Других существенных перемен в этой квартире за последующие десять лет не произошло.

СНЕГ НА ГОЛОВУ

Повесть
Яблоня в цвете,
В розовых цветах.
О, если б на свете
Все было так!
Даже ветер
Не шепчет
в листах,
Даже река
Не вздыхает порывисто.
Но берега,
всему вопреки,
Больно обрывисты.
( Из стихов Ивана Телкова ).

На улице в восьмом часу было еще прохладно, солнце поднялось над долиной могучей сибирской реки, но не нагнало дневного жара, ветерок пробегал мелкими шажками и поигрывал тополевыми листьями, разносил их горьковатый аромат повсюду, и никто этого не замечал, все привыкли к лету.

Телков пересек улицу, подошел к автобусной остановке и достал телеграмму, которую только что вынул из почтового ящика. «Встречай Варвару… Поезд… Вагон…»

Ничего не понимаю! И только так подумал, вспомнил, в красках и звуках: «Есть девушка, надо устроить. Пианистка. В консерватории станет учиться. Найди квартиру с приличным инструментом». Тогда, в апреле, после хорошего обеда с коньяком, Телков не стал возражать Подмухину, а лишь разулыбался. Не думал, что это всерьез затеяно. Теперь вот оборотная сторона этого веселья.
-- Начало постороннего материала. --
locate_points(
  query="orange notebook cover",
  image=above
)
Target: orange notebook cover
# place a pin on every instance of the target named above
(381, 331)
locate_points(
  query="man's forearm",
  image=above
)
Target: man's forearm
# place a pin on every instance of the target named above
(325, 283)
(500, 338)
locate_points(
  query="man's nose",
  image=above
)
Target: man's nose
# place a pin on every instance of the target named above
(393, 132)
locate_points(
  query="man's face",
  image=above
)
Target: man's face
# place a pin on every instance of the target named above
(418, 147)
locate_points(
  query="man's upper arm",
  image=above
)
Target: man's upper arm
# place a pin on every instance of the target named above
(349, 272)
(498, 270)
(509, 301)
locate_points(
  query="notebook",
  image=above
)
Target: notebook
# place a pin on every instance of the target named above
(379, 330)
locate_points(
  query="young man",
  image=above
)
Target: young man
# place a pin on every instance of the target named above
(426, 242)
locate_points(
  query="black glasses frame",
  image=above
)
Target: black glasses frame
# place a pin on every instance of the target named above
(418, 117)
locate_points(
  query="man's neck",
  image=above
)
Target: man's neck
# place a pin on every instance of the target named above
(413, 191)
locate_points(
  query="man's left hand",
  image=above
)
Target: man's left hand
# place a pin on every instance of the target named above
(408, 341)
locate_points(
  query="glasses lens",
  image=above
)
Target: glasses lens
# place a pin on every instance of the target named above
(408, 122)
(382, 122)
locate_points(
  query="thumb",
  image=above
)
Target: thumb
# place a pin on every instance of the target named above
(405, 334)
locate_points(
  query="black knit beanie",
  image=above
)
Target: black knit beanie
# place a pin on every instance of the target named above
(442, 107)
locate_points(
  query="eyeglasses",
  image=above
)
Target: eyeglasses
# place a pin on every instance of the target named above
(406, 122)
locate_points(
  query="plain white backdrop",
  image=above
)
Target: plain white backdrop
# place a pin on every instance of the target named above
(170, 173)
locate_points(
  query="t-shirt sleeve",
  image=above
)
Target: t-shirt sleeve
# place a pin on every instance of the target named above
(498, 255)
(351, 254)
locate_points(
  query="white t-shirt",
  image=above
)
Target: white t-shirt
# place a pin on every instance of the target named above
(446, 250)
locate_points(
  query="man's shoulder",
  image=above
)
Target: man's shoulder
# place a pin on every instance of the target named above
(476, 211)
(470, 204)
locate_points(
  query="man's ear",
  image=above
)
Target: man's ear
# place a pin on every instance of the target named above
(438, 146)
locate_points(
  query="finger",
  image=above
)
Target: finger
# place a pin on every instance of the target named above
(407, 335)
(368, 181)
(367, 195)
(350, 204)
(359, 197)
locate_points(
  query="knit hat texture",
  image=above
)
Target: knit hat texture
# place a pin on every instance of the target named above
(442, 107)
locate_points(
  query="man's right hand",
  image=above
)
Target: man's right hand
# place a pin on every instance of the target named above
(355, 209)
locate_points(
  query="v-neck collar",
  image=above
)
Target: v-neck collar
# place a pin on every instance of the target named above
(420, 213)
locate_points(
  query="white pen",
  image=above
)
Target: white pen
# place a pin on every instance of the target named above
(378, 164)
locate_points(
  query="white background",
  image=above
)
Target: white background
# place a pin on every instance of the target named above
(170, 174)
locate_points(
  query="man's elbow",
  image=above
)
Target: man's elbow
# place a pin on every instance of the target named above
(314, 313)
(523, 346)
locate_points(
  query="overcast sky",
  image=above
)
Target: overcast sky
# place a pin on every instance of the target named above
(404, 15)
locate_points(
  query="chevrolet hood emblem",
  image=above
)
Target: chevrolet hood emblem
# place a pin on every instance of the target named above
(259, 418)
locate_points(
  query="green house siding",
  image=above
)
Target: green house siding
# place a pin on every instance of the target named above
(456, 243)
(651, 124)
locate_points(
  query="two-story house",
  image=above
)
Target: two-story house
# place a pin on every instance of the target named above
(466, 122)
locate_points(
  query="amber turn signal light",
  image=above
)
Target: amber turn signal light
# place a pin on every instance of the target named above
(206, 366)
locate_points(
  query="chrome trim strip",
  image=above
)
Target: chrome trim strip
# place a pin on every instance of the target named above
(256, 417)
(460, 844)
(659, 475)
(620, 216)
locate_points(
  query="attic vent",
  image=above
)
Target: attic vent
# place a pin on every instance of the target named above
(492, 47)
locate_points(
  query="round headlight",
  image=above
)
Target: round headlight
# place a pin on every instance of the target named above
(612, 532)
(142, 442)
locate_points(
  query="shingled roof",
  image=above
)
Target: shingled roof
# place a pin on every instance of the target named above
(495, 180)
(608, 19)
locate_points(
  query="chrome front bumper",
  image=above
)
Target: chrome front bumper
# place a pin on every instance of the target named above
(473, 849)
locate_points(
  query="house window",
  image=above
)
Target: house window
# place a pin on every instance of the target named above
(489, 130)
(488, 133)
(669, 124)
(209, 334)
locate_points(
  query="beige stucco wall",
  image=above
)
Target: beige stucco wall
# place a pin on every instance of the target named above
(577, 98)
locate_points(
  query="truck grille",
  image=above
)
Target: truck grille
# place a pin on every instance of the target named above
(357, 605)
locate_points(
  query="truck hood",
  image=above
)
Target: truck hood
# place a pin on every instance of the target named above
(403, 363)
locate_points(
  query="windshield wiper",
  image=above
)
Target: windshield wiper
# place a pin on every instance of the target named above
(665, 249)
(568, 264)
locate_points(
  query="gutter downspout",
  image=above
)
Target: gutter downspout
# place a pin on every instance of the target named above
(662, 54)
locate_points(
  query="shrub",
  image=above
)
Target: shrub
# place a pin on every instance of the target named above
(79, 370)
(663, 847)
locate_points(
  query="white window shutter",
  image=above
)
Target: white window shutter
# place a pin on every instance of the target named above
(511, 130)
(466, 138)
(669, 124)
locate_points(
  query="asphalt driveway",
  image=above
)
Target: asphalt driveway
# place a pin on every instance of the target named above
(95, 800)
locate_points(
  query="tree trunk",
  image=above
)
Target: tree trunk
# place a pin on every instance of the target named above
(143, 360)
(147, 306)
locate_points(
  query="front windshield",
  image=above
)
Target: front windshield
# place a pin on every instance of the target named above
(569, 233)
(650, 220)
Подмухин тогда здорово помог другу: свел с одним специалистом музейного дела, который занимался историей рабочего класса Сибири. Телков смог и для заводского музея многое почерпнуть, и для курсовой работы. А теперь, выходит, настал час расплаты. А думалось, что бескорыстно. Если б знал, чем это кончится, не обращался бы. Сам Телков никогда не требовал вознаграждения за свои услуги. Давал же свою контрольную списывать, полкурса воспользовались и, в конце концов, заиграли.